MICHIGAN TAKINGS
Air Date: Week of July 11, 1997
Conflict persists between the White House and a group of young Republican governors over clean air and water, and the next presidential election in 2000. According to commentator Keith Schneider, the White House's new aggressiveness may be a turning point in the pitched struggle over environmental policy. Schneider is an environmental writer and executive director of the Michigan Land Use Institute in Benzonia.
Transcript
RUDOLPH: Here's a recipe. Take the question of protecting clean air and water. Add the politics of the upcoming Presidential election in the year 2000. What do you get? A battle over the environment between the White House and a group of young Republican governors. Recently, the White House is showing new aggressiveness in this struggle. And that may be a turning point in the debate over environmental policy. That's the view from commentator Keith Schneider in the battleground state of Michigan.
SCHNEIDER: Believing that business can regulate itself, Michigan's governor John Engler has transformed state government. Regulatory staffs have been slashed. A new law allows factories to inspect themselves. Developers are now freer than ever to subdivide open land. Lately, though, the governor's authority has come under challenge from an unexpected quarter: the Clinton Administration. Earlier this year, the EPA told the governor it is so concerned about the state's unwillingness to enforce environmental laws that the Agency may bring them under Federal control.

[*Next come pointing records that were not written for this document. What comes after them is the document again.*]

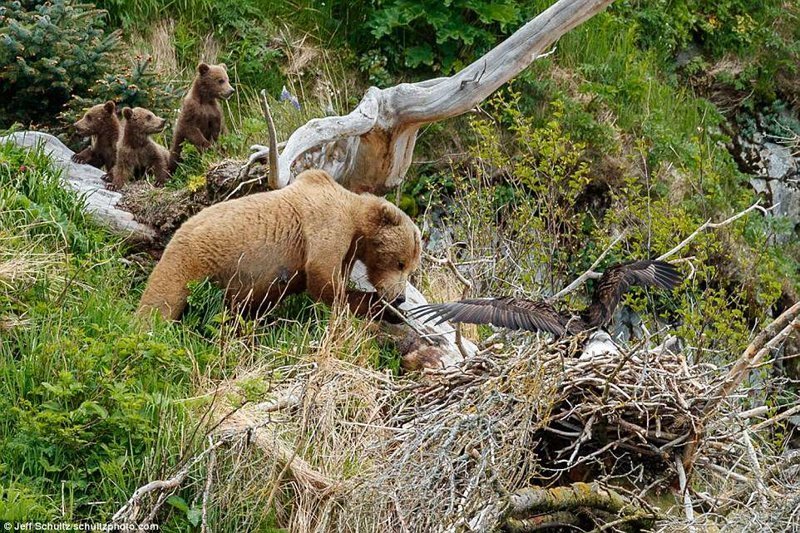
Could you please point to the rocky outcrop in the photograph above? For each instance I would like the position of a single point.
(775, 173)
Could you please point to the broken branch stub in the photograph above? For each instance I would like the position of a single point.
(370, 149)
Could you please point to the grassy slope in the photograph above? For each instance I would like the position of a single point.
(90, 406)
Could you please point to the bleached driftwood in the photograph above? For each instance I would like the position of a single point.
(371, 148)
(85, 180)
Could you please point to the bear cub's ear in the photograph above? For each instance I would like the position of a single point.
(390, 215)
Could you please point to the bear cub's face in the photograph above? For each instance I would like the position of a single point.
(98, 120)
(143, 120)
(212, 81)
(392, 251)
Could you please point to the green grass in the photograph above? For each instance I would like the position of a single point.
(91, 403)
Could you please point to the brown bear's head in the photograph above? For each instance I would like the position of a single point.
(212, 82)
(100, 119)
(143, 120)
(391, 249)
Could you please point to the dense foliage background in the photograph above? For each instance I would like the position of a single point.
(634, 124)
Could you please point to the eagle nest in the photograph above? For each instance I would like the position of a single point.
(516, 441)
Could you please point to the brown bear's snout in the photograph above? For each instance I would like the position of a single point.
(81, 128)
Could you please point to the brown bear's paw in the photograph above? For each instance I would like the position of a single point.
(387, 314)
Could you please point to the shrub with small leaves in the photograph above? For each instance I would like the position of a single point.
(435, 35)
(49, 51)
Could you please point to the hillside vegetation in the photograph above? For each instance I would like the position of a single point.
(628, 129)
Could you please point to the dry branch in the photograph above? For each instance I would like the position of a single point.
(371, 148)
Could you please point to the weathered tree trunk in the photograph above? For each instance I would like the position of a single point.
(85, 180)
(371, 148)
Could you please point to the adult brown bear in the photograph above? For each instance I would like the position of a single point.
(303, 237)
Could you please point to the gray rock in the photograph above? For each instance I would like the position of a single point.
(779, 160)
(85, 180)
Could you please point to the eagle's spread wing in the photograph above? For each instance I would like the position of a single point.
(619, 278)
(507, 312)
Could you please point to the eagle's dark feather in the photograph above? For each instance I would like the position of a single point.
(532, 315)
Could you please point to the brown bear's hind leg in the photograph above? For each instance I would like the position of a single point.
(166, 289)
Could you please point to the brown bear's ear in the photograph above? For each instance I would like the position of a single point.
(390, 215)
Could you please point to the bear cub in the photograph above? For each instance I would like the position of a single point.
(200, 119)
(304, 237)
(101, 124)
(136, 151)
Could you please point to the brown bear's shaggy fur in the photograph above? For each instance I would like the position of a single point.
(303, 237)
(136, 151)
(200, 119)
(101, 123)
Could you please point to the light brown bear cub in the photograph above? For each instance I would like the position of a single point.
(136, 151)
(101, 124)
(303, 237)
(200, 119)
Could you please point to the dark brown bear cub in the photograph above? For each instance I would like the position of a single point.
(136, 151)
(200, 119)
(101, 124)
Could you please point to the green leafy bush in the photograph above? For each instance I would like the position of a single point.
(48, 52)
(135, 85)
(432, 34)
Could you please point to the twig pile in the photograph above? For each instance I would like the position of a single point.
(498, 442)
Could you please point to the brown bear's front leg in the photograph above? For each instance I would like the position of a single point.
(327, 284)
(120, 175)
(84, 157)
(214, 128)
(161, 170)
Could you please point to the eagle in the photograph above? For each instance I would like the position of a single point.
(539, 315)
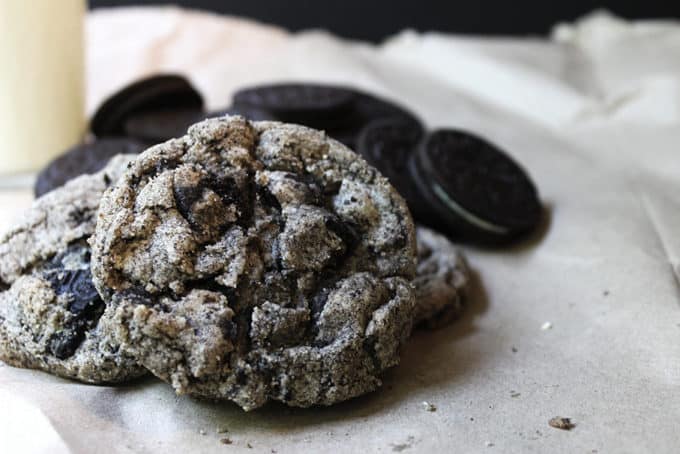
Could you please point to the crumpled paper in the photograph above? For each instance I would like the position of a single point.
(593, 113)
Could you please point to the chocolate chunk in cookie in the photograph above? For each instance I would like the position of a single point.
(50, 311)
(155, 93)
(473, 189)
(83, 159)
(256, 261)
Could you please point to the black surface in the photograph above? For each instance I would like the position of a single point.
(375, 19)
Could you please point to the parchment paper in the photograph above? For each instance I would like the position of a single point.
(594, 115)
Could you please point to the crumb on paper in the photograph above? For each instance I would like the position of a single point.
(561, 423)
(399, 447)
(429, 406)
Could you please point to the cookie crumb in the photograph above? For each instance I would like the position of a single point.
(429, 406)
(561, 423)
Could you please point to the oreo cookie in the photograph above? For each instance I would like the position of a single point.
(83, 159)
(365, 110)
(311, 105)
(474, 190)
(161, 125)
(388, 144)
(340, 111)
(156, 93)
(249, 112)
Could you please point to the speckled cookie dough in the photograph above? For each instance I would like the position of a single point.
(442, 280)
(255, 262)
(50, 311)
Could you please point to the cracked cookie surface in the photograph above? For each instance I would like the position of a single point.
(442, 280)
(50, 312)
(257, 261)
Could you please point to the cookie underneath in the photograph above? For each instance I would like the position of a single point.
(50, 312)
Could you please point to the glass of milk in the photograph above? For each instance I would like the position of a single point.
(42, 82)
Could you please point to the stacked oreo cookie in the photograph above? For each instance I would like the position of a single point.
(453, 180)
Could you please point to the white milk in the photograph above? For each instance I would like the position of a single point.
(41, 81)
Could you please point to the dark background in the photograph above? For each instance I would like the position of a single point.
(375, 19)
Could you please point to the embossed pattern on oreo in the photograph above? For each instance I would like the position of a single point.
(469, 174)
(388, 145)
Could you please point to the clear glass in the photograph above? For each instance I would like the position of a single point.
(41, 82)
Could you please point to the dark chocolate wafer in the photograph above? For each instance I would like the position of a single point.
(474, 189)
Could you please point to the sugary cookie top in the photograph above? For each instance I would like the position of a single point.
(244, 251)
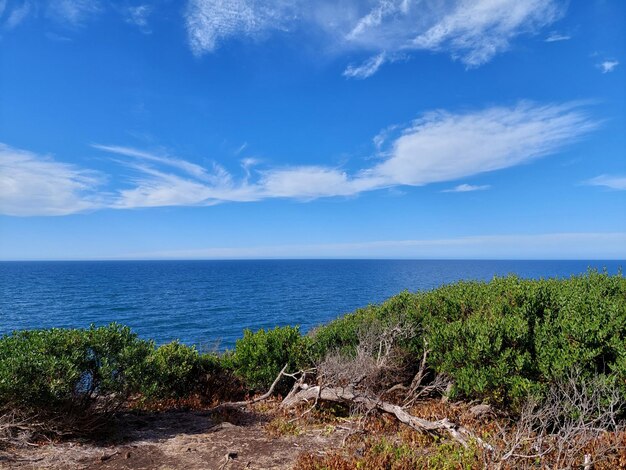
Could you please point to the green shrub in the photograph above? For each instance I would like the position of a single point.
(259, 357)
(504, 339)
(175, 370)
(70, 368)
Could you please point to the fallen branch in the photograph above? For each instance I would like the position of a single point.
(265, 396)
(348, 396)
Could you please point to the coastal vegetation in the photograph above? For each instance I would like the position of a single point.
(546, 359)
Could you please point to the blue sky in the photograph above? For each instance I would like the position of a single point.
(289, 129)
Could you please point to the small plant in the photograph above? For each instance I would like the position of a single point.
(259, 357)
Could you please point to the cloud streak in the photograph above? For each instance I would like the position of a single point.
(466, 188)
(471, 31)
(609, 181)
(608, 65)
(511, 246)
(37, 185)
(440, 146)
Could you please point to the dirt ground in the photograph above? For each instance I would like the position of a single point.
(179, 440)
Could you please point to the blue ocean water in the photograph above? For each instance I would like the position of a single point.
(204, 302)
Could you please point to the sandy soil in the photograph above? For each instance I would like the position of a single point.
(179, 440)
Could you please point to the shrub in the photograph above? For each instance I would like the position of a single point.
(504, 339)
(70, 368)
(259, 357)
(174, 370)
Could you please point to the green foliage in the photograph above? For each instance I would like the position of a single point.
(507, 338)
(497, 340)
(175, 370)
(259, 357)
(342, 335)
(68, 367)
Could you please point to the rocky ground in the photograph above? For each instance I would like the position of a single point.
(180, 440)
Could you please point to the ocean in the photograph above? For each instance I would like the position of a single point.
(209, 303)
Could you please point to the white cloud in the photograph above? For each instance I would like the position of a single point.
(556, 37)
(438, 147)
(512, 246)
(609, 181)
(73, 12)
(367, 68)
(443, 147)
(472, 31)
(138, 16)
(608, 65)
(32, 184)
(465, 188)
(211, 21)
(17, 14)
(475, 31)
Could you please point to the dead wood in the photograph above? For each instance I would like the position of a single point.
(349, 396)
(265, 396)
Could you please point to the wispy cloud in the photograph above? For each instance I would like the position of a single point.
(472, 31)
(138, 16)
(17, 14)
(512, 246)
(73, 12)
(366, 69)
(443, 146)
(440, 146)
(211, 21)
(556, 37)
(466, 188)
(32, 184)
(609, 181)
(607, 65)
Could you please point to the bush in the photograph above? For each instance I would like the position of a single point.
(175, 370)
(70, 368)
(259, 357)
(504, 339)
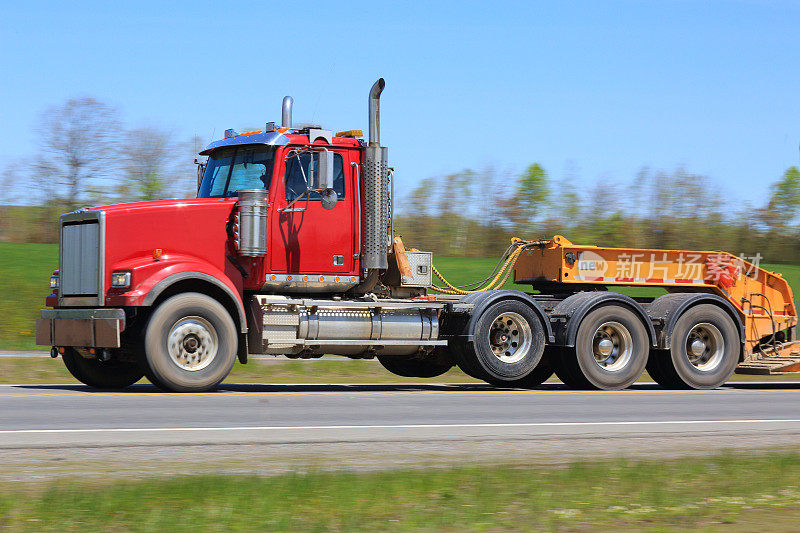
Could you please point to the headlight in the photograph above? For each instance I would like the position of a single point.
(121, 279)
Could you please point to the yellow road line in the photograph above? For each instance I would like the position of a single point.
(356, 393)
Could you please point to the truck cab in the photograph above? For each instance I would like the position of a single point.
(312, 242)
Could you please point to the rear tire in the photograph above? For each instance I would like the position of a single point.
(704, 351)
(543, 371)
(508, 342)
(101, 374)
(412, 368)
(190, 343)
(610, 352)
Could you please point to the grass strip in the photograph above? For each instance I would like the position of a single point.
(730, 492)
(38, 370)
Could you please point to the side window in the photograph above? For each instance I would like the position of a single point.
(296, 182)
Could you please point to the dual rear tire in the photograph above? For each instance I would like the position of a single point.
(506, 347)
(704, 350)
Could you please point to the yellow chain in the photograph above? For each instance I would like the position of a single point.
(510, 262)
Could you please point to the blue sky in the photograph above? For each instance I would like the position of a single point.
(601, 87)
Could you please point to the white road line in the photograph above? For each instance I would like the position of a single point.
(400, 426)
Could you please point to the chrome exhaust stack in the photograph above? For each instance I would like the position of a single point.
(375, 112)
(375, 200)
(286, 112)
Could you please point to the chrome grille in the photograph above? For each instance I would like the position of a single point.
(81, 258)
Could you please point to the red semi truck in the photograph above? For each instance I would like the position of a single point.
(289, 249)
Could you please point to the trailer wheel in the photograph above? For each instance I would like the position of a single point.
(508, 342)
(413, 368)
(101, 374)
(189, 344)
(610, 353)
(704, 350)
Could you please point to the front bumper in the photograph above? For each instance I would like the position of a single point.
(90, 328)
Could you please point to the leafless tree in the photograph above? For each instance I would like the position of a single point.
(149, 160)
(79, 142)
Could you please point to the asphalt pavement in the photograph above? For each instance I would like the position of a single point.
(66, 415)
(70, 430)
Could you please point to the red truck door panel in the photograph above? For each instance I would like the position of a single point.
(307, 238)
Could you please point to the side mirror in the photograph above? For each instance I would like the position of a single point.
(320, 171)
(201, 169)
(328, 199)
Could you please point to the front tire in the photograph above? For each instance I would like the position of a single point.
(101, 374)
(190, 343)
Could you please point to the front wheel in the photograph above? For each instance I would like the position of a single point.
(190, 343)
(101, 374)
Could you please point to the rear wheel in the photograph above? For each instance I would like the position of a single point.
(413, 368)
(189, 344)
(508, 342)
(704, 350)
(541, 373)
(610, 352)
(101, 374)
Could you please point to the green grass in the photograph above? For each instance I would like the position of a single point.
(24, 282)
(25, 273)
(729, 492)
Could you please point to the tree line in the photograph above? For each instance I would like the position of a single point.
(85, 155)
(475, 213)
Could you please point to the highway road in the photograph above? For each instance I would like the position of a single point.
(272, 427)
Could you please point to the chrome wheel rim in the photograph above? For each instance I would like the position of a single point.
(705, 347)
(192, 343)
(510, 337)
(612, 346)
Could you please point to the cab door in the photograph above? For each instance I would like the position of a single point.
(305, 238)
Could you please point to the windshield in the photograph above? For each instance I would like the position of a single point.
(240, 167)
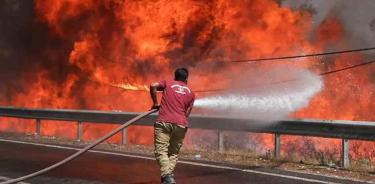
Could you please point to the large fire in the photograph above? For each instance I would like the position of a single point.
(82, 53)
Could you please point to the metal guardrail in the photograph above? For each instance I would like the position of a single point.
(331, 129)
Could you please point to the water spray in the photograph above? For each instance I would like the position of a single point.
(268, 102)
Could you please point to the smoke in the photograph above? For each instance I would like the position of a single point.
(357, 17)
(281, 92)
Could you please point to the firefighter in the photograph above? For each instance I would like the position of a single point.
(171, 126)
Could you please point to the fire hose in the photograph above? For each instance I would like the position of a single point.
(82, 151)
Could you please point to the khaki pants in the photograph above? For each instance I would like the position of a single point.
(168, 138)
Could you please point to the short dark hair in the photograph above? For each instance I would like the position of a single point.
(181, 74)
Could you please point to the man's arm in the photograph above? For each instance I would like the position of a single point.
(189, 111)
(153, 90)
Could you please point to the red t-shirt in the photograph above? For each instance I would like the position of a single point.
(176, 100)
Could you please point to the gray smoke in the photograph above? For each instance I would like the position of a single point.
(357, 17)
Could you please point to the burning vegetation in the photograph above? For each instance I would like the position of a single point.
(81, 54)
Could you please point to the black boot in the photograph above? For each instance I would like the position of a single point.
(168, 179)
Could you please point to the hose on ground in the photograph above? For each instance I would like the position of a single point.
(82, 151)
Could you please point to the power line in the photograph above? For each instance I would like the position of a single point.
(290, 80)
(302, 56)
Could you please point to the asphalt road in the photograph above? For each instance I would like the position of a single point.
(17, 159)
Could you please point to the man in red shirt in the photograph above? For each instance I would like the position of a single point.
(171, 126)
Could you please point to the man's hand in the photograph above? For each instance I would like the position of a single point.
(155, 106)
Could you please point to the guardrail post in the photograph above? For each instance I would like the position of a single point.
(277, 146)
(220, 140)
(37, 127)
(345, 153)
(124, 133)
(79, 131)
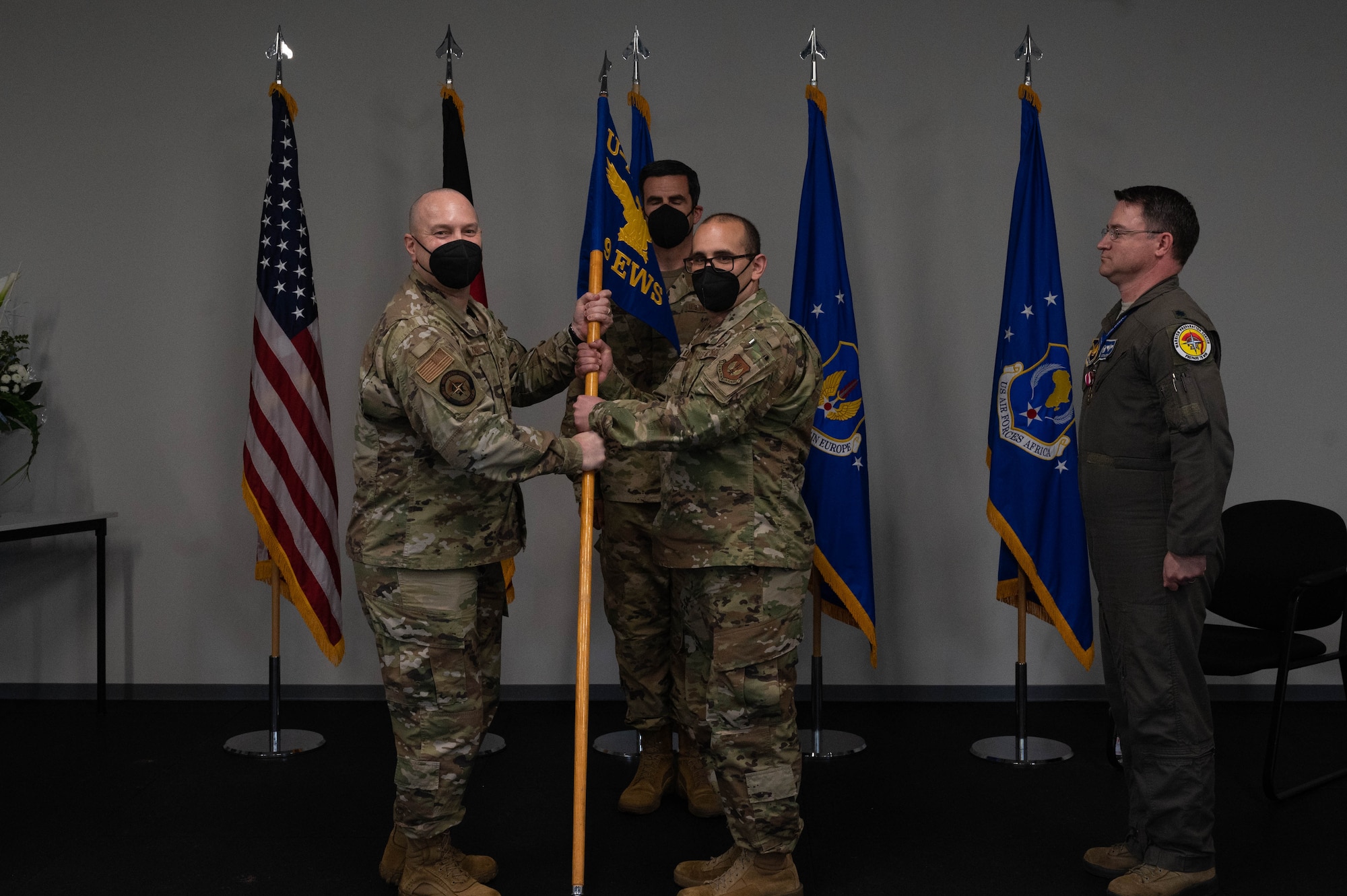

This is no idle threat. In January the EPA took over Pennsylvania's clean water program after years of neglect by the state and its Republican Governor, Tom Ridge. The Administration also is battling with Governor George Allen in Virginia, and in Texas, Governor George Bush. The face-off over the environment resembles the contest of wills more than 30 years ago when Deep South states defied US civil rights laws and invited Federal intervention.
At the core of the dispute are competing visions of government. It is an article of faith within the Conservative wing of the Republican Party that government has no business in overseeing business. The Clinton Administration, in contrast, has come to take seriously the polls, and now more firmly believes environmental laws must be enforced. Given such deep ideological differences, it's not difficult to view the struggle between Washington and these governors as a prelude to the next Presidential election. Engler, Ridge, Allan, and Bush are all rising stars of their party.
Politically, the momentum now seems to lie with the White House. Vice President Al Gore framed the environmental message that helped President Clinton win 2 terms, and clearly will use the issue to advance his own run for the Presidency. In contrast, Republicans who try to dismember environmental protections in the last Congress were hurt at the polls. Now there is evidence that the public's revulsion is spreading to state leaders. In May, a survey in Michigan found that half of those polled viewed Mr. Engler's environmental record negatively, a sharp reversal from a year ago. Voters in Michigan are sending an unmistakable message. Governor Engler has misjudged their concern about the environment, and it may cost him a third term in office. If that occurs, the state's long and dismal period of neglect for natural resources will have come to an end.
Given Mr. Engler's standing in the national Republican party, the same may be true for the nation.
RUDOLPH: Commentator Keith Schneider is an environmental writer and executive director of the Michigan Land Use Institute in Benzonia.